Clearly you do not need teachers in this scenario, except perhaps to supervise the students as they work on their devices. Class sizes can expand significantly. You do not even need schools. All a student needs is some sort of computer and a connection to the internet.
This system to reorganize education sounds remarkably close to what Bill Gates has been advocating for the past few years. The Common Core would provide us with the list of discrete learning objectives, Pearson, Amplify and various other tech companies are producing the devices, tagging their content to the standards. The Department of Education is funding the standards-aligned tests, to be taken on computers. The Gates Foundation created inBloom to function as the data warehouse, (though that has now collapsed.)
If states use common academic standards, the quality of classroom materials and professional development will improve, Gates said. Much of that material will be digital tools that are personalized to the student, he said. «To get this innovation out, common standards will be helpful.»
The wave of technology that has transformed the US economy since the advent of the internet twenty years ago has yielded tremendous advances in efficiency and productivity. However, the benefits of these advances have flowed up to the top one percent – or even the top .1 percent. A recent report suggests that nearly half the jobs in the US may be lost in the next twenty years as a result of computerization.

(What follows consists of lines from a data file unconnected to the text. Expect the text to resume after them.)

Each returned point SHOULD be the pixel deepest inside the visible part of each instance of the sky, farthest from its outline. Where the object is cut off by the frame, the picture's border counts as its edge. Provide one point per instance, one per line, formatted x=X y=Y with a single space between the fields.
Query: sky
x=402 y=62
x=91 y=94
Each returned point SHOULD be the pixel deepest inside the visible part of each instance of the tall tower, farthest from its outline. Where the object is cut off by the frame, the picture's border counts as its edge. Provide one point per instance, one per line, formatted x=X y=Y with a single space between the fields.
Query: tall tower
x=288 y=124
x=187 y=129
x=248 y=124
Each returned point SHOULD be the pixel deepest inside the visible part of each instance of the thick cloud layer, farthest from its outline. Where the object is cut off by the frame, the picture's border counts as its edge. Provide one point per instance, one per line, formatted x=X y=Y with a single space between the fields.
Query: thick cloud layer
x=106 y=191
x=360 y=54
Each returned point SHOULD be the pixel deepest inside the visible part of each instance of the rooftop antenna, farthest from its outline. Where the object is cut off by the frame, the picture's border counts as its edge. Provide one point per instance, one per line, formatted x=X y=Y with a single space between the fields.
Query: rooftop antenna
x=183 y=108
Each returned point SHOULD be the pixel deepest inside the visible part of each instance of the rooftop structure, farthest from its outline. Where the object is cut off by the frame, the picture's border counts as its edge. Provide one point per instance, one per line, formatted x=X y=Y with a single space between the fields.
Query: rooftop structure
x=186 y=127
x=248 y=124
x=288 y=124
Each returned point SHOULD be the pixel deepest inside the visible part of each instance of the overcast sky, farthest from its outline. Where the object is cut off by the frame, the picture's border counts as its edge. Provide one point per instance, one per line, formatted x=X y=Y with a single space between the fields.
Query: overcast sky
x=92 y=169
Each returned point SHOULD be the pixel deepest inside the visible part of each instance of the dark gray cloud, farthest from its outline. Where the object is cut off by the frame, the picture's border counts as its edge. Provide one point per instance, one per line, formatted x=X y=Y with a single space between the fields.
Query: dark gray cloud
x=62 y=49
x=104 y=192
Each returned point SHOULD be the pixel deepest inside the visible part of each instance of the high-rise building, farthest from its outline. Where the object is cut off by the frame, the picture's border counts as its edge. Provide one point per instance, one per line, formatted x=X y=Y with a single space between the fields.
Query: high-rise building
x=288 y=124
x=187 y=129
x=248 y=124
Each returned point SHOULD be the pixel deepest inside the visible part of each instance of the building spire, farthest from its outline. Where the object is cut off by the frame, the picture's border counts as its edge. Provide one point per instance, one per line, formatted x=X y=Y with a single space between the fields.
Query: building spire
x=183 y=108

The people running the economy are looking for ways to cut any labor that can be rendered obsolete through technology, and educators are not immune to this trend.
The skills and abilities that students develop in school, under the guidance of skilled educators, are not so easily measured, and this is a powerful reason to reject the mechanization of education. The late Gerald Bracey offered this list of things not measured by tests:
- critical thinking
- sense of beauty
- sense of wonder
In the years to come, we can choose to conform to the most efficient ways to organize our work and the process of education, so as to cost the least amount possible, while delivering the technical skills required by the employers who still require human labor. Or we can flip the paradigm, and organize our schools and our lives to serve the full development of children as human beings. This is decidedly inefficient. Huge amounts of time will be utterly wasted on kindergarten music recitals and artistic endeavors not worthy of a major gallery. This choice transcends education, and runs through every aspect of our culture. It is a challenge that requires not the efficient calculations of a thinking machine, but the slower contemplation of a moral mind.
What do you think? Is the Common Core part of an effort to computerize education?